In a previous post, I discussed my hope that the report from the Premier’s Technology Council on A Vision for 21st Century Learning would lead to conversations around the province. My real goal is that the discussions go much deeper than the one report; rather, we have sustained, meaningful conversations about k-12 education focussed on ideas. I want to come back to this, with some more hopes. Here are some guidelines I hope these conversations and, really, all conversations we have about school reform, follow:
- If you want to participate, you have to put your name to ideas — we have way too many people, particularly in the digital space — posting anonymously. We need to say “this is not okay”. Everyone is welcome to participate — but put a name and face to be part of the conversation.
- There is value for ideas from inside the system (students, teachers, parents) as well as ideas from outside the system — it is really the ideas that matter.
- We agree there is no such thing as good guys and bad guys when it comes to education. That is the old way — education is far too important to cast some in white hats and others in black hats.
- We need to avoid saying “We can’t do X until ____ (fill in government, universities etc.) does Y”.
- We don’t use “We are already doing it” as a reason to end the conversation. While it may be true we are already doing it (fill in the progressive educational idea), we are usually not doing it consistently, in ways that we can assess how successful “it” is, throughout the system.

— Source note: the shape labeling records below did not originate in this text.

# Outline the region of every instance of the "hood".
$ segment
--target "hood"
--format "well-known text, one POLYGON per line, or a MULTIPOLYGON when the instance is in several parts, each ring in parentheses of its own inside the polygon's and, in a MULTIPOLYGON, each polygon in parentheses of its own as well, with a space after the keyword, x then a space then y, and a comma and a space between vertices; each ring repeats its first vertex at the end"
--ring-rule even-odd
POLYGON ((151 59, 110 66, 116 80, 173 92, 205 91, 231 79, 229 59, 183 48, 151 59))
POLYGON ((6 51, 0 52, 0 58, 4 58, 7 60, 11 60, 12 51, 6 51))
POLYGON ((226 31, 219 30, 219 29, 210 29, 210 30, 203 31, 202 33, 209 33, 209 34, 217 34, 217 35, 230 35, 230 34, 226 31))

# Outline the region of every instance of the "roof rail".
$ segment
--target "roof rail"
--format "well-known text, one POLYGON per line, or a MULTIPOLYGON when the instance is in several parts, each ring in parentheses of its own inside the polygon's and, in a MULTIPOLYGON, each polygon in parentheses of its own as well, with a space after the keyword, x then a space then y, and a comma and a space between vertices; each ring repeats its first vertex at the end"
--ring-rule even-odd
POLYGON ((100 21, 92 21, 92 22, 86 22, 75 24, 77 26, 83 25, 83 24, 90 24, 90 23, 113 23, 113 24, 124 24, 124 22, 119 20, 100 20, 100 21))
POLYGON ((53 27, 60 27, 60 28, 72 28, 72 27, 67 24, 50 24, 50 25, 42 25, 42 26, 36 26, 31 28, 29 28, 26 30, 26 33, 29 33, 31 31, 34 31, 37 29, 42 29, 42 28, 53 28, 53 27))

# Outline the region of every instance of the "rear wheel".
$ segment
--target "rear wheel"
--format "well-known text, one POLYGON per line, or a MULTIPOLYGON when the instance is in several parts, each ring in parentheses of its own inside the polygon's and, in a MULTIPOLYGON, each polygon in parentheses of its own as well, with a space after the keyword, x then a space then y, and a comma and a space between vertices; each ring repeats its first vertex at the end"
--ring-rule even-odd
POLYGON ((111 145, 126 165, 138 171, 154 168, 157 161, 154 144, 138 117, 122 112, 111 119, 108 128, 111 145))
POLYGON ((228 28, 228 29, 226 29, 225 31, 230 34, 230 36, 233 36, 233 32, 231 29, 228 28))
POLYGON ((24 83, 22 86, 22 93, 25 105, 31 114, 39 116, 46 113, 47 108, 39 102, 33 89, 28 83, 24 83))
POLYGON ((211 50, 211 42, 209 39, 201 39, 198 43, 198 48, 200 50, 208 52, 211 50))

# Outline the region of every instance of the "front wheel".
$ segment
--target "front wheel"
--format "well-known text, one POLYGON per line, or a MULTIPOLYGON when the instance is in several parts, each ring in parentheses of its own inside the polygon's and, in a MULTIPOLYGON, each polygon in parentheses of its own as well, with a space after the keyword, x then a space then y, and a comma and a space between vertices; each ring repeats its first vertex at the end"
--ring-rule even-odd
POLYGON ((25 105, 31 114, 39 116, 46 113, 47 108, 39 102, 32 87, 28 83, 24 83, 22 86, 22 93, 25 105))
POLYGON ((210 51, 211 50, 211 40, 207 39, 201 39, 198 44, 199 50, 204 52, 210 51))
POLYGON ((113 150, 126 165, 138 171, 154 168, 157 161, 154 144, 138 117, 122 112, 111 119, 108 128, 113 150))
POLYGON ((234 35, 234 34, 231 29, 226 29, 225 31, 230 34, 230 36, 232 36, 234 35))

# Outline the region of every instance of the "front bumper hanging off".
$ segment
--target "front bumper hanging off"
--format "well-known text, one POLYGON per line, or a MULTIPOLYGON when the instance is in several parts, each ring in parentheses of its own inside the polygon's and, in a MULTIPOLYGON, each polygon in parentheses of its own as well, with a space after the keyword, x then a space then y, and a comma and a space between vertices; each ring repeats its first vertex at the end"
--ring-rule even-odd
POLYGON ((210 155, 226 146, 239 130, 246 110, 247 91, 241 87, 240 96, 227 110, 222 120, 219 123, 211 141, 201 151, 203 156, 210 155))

- We act with urgency (we see how quickly changes are happening around us) but not urgently (where changes are not fully discussed, and people are not fully engaged).
The optimism and curiosity that comes through in so much being written, right now, is very exciting. Hopefully, 2011 will be a year we find new ways to look at education, and use digital space to have big conversations about big ideas, and we move forward from ideas to action.